Судьба человека. С любовью к жизни - Борис Вячеславович Корчевников
После этого посыпались роли, но все было близко к «Интердевочке» по смыслу, и мне повезло, что было предложение Леонида Аристарховича Пчелкина сыграть в картине «Сердце не камень» по пьесе Островского. Мне безумно понравилась героиня, хотя в ней-то я уж точно ничего не понимала. Как можно выйти за старика, его играл Смоктуновский Иннокентий Михайлович? А я, молодая, набожная, чуть ли не готовящаяся уйти в монастырь. Это спасло меня от соблазна поиграть в веселеньких картинах, хоть опыт уже был.

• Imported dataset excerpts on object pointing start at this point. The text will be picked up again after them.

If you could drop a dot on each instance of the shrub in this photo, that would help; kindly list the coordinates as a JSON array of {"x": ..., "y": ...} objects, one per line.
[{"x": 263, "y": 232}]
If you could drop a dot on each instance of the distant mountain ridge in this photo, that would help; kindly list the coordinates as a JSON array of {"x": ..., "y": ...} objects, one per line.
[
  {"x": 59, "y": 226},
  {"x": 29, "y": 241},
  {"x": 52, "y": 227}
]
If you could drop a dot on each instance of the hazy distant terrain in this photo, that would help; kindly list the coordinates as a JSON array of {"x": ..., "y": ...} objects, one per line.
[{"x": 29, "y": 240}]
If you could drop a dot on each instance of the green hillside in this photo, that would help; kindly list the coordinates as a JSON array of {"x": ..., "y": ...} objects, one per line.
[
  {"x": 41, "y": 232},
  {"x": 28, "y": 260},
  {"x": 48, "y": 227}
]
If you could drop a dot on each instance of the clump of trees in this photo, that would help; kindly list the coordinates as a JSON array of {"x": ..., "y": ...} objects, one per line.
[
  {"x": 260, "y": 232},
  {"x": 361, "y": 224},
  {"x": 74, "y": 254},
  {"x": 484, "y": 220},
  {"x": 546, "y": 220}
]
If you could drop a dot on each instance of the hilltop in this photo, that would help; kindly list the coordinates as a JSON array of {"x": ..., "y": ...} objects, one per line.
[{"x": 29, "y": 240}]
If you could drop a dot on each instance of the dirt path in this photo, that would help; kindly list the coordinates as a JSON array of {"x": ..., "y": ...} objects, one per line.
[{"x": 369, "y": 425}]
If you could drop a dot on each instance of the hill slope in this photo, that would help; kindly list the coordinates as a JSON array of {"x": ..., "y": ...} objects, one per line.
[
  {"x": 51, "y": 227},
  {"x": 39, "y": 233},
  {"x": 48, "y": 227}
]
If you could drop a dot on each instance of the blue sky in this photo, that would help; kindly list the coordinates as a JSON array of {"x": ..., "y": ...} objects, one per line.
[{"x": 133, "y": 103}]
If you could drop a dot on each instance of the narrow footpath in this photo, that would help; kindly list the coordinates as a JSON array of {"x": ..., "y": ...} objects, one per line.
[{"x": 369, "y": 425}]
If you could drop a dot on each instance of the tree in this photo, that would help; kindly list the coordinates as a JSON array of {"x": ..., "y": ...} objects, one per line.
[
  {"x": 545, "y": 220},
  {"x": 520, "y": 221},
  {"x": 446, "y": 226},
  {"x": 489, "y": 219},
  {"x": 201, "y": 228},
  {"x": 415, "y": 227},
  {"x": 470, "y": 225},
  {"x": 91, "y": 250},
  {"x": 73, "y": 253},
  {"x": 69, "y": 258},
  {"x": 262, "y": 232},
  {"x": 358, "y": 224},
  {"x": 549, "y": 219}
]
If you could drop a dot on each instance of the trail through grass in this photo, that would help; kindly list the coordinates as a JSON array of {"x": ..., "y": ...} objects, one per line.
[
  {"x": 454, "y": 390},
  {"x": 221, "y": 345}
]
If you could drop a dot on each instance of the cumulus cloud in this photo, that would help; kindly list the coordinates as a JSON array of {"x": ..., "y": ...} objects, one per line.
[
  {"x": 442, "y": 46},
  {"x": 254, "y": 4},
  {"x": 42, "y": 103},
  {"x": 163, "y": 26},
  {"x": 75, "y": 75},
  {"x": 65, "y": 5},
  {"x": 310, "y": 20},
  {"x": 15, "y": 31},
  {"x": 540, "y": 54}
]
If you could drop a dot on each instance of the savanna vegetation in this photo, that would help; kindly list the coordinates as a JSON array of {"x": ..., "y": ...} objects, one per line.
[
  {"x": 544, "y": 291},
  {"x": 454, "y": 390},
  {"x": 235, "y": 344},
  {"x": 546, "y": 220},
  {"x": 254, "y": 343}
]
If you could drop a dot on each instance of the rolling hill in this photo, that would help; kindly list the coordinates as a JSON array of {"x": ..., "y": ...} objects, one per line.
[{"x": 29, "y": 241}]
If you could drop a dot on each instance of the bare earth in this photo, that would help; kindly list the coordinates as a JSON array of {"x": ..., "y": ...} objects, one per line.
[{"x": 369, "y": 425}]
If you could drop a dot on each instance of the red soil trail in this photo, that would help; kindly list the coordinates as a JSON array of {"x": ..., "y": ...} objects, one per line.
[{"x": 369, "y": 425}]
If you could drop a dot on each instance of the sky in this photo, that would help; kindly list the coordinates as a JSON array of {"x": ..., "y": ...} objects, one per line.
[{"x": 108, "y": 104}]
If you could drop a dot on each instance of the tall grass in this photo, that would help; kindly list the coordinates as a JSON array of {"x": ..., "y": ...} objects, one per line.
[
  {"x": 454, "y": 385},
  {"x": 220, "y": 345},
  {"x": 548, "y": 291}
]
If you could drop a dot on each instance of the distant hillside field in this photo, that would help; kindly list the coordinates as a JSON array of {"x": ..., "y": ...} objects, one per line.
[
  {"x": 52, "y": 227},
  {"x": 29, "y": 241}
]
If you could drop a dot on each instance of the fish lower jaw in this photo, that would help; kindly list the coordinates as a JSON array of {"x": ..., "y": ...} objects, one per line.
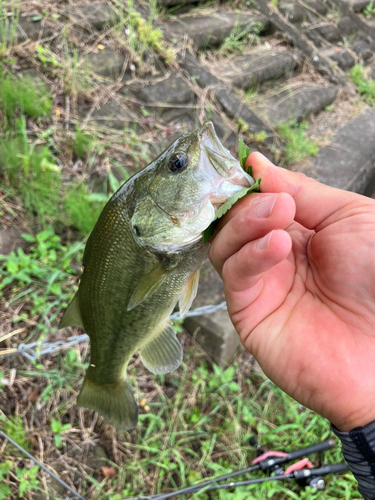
[{"x": 175, "y": 246}]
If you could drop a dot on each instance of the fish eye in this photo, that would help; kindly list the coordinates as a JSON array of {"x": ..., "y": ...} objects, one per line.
[{"x": 178, "y": 162}]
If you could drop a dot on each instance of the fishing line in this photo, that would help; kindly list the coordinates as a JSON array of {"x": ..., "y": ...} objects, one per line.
[
  {"x": 301, "y": 475},
  {"x": 34, "y": 350}
]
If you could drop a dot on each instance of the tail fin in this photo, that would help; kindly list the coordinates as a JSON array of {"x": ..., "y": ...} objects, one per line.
[{"x": 115, "y": 402}]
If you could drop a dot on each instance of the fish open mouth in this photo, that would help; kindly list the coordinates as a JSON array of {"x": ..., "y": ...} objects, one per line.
[{"x": 220, "y": 158}]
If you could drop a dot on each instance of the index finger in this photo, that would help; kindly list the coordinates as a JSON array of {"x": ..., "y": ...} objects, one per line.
[{"x": 315, "y": 202}]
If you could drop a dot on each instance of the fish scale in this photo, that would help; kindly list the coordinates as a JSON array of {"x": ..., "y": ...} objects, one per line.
[{"x": 142, "y": 256}]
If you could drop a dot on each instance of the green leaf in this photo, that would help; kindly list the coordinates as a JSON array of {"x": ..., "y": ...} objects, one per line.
[
  {"x": 5, "y": 491},
  {"x": 243, "y": 153},
  {"x": 28, "y": 237},
  {"x": 227, "y": 206},
  {"x": 56, "y": 289},
  {"x": 56, "y": 425},
  {"x": 12, "y": 266},
  {"x": 5, "y": 468}
]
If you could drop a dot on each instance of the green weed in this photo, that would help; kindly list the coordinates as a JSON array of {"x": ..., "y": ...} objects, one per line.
[
  {"x": 82, "y": 208},
  {"x": 30, "y": 172},
  {"x": 298, "y": 147},
  {"x": 41, "y": 276},
  {"x": 69, "y": 367},
  {"x": 18, "y": 96},
  {"x": 82, "y": 143},
  {"x": 369, "y": 11},
  {"x": 27, "y": 479},
  {"x": 5, "y": 491},
  {"x": 364, "y": 86},
  {"x": 9, "y": 16},
  {"x": 239, "y": 38},
  {"x": 46, "y": 56}
]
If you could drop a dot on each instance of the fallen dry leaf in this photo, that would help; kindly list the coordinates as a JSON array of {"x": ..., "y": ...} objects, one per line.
[{"x": 33, "y": 395}]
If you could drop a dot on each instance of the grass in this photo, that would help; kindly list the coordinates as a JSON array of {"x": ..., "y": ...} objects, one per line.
[
  {"x": 369, "y": 11},
  {"x": 141, "y": 34},
  {"x": 298, "y": 148},
  {"x": 42, "y": 277},
  {"x": 181, "y": 440},
  {"x": 364, "y": 86},
  {"x": 9, "y": 16},
  {"x": 194, "y": 423}
]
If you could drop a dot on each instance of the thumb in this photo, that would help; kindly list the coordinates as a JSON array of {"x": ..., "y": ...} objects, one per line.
[{"x": 315, "y": 202}]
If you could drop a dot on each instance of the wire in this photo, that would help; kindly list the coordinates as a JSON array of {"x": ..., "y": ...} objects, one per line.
[
  {"x": 34, "y": 350},
  {"x": 192, "y": 489},
  {"x": 199, "y": 488},
  {"x": 16, "y": 445}
]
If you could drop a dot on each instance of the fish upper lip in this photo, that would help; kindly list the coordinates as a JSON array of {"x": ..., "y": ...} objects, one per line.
[{"x": 211, "y": 145}]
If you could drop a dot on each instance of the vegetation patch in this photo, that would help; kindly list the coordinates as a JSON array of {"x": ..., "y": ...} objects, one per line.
[{"x": 298, "y": 148}]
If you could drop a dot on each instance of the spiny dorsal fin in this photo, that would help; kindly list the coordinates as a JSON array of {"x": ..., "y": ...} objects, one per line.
[
  {"x": 189, "y": 292},
  {"x": 72, "y": 316},
  {"x": 163, "y": 353},
  {"x": 147, "y": 286}
]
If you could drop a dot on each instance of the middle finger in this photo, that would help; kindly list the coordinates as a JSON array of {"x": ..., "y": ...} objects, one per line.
[{"x": 252, "y": 218}]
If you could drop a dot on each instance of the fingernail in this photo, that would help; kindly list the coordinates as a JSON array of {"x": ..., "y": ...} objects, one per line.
[
  {"x": 264, "y": 242},
  {"x": 264, "y": 209}
]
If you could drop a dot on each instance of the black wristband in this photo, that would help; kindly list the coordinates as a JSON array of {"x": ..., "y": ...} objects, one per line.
[{"x": 358, "y": 447}]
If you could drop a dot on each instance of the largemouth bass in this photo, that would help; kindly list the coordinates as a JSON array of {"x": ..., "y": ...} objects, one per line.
[{"x": 143, "y": 256}]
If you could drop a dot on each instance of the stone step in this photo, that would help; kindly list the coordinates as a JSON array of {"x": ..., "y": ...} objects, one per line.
[
  {"x": 296, "y": 103},
  {"x": 211, "y": 30},
  {"x": 257, "y": 67},
  {"x": 111, "y": 115},
  {"x": 342, "y": 57},
  {"x": 227, "y": 100},
  {"x": 297, "y": 14},
  {"x": 349, "y": 161},
  {"x": 329, "y": 32}
]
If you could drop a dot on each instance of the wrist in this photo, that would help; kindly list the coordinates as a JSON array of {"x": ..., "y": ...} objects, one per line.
[{"x": 354, "y": 421}]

Канны случились, когда меня «Совэкспортфильм» направил на кинорынок с этой картиной. Мне сказали, нужно много нарядов, потому что у меня, как у главного персонажа этой картины, была огромная стопка пригласительных на всевозможные мероприятия. Я туда на неделю ехала, и каждый день могла по пять, по шесть раз есть, пить, ходить, гулять, и чтобы наша российская актриса не выглядела ужасно, нужны были какие-то наряды. Купить их негде. Галина Борисовна Волчек мне отдала все свои драгоценности, которые у нее были, чтобы я хоть сверкала как-то, они у меня были в мешочке. А в тот момент Галина Борисовна очень дружила со Славой Зайцевым, и меня повезли к нему в ателье. Вячеслав мне предложил коктейльный вариант – в пол прозрачное платье, которое было бы безумно стыдно надеть у нас, и еще пару нарядов, в общем, три штуки мы собрали. Я приехала в аэропорт, ко мне подбежали два потных работника и сказали: «Лена, мы вас увидели наконец-то, вчера делегация вся улетела в Канны на фестиваль, и забыли четыре ящика с пленкой». Они должны были показывать ее на кинорынке для того, чтобы продать эту картину, и забыли ее вместе с двумя коробками рекламных плакатов. Я ответила: «Ну, конечно, помогу российскому кино, – ну советскому еще тогда кино, – как не помочь». Они на меня это спихнули все и убежали. В Москве-то меня нормально погрузили, я счастливая летела. Прилетела в Париж и, оказалось, нужно пересаживаться с парижского рейса, из международного переезжать в местный аэропорт и потом еще лететь в Канны. Билет-то у меня был, а как перебраться вместе с этими фильмами и коробками, я не знала. Каким-то образом я сумела это все перевезти, хотя было очень тяжело. Меня поселили в общежитии, а сами жили в шикарной гостинице, где и другие звезды. Я сутки сидела, ко мне вообще никто не подходил. Спустя сутки пришла какая-то женщина и сказала: «Открывай свой чемодан». А что делать? Я открыла чемодан. «Ну в этом можешь сходить один раз, ну и в этом. И все». Было так обидно, досадно, она закрыла чемодан и бросила два пригласительных. Все, больше я их никого не видела. У меня не было ни суточных, ничего. Неделю я просто ходила и смотрела на эту прекрасную жизнь. Мне кажется, что это было отвратительно. Как-то Чурикова и Панфилов проходили мимо, и я подумала: «Сейчас крикну», – увидела впервые родные лица. Но я до такой степени испугалась, что они от меня отшатнутся, поэтому просто посмотрела, а они прошли мимо.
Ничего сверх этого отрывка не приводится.